Check if your vehicle has tie-downs as these can secure your dog’s crate during transport. If you own a large breed dog and a large vehicle, consider using the cargo areas instead of the backseat. Have your pet get used to traveling in a car. If you do not regularly transport your dog, start building journeys by going on short car trips before resorting to longer trips, advised Olliers Motor Law, a provider of comprehensive advice and/or representation for any motoring allegation in England and Wales.
2. Know Your Local Area’s Laws
For example, rule 58 of the Highway Code stated that "When in a vehicle, make sure dogs or other animals are suitably restrained so they cannot distract you while you are driving or injure you, or themselves, if you stop quickly.” The Highway Code recommended owners to use a seat belt harness, a dog cage, a dog guard, or a pet carrier to restrain animals in cars. Breaching it may not be an offense in itself, but there are a number of offenses that could arise when you are driving an unrestrained pet. Be sure to check your area’s local laws before traveling with your dog.

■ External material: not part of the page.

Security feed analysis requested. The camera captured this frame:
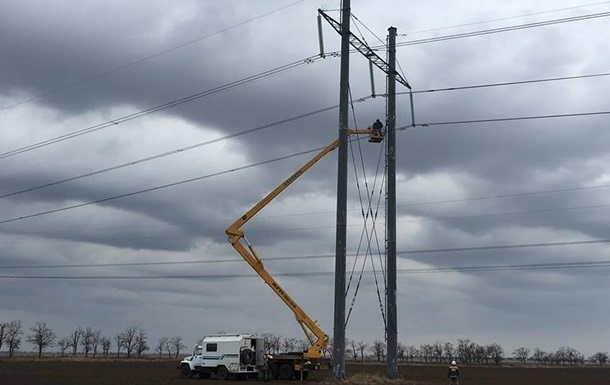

3. Keep Your Dog Inside When Traveling
If your dog is looking out of the window while you are driving at moderate to high speeds, it will get dirt and debris in their eyes, ears, and nose, stated Teller. Keep your car’s air condition on considering that dogs can easily suffer from heatstroke. For example, Phoenix, Arizona, dog owner and pet sitter Marian Lindholtz said temperatures can reach up to a scorching 100 degrees. She added, “We never drive them anywhere if the AC doesn't work," she says.
4. Take Breaks
Take breaks at regular intervals when embarking on a journey with your dog. Offer it fresh drinking water at appropriate times and allow them to exercise during breaks.
5. Never Leave Your Pet Alone In A Vehicle
It is not enough to leave a window open or park your vehicle in a shade since cars can get hot very quickly. Since dogs cannot cool down as efficiently as humans, they are more at risk of dehydration and heat stroke.
The purpose of transporting your dog via car ranges from going to the clinic to embarking on an adventure. Review traffic laws and train your dog to get used to traveling by car. Take safety measures before revving up your car’s engine for a wild adventure with your pooch!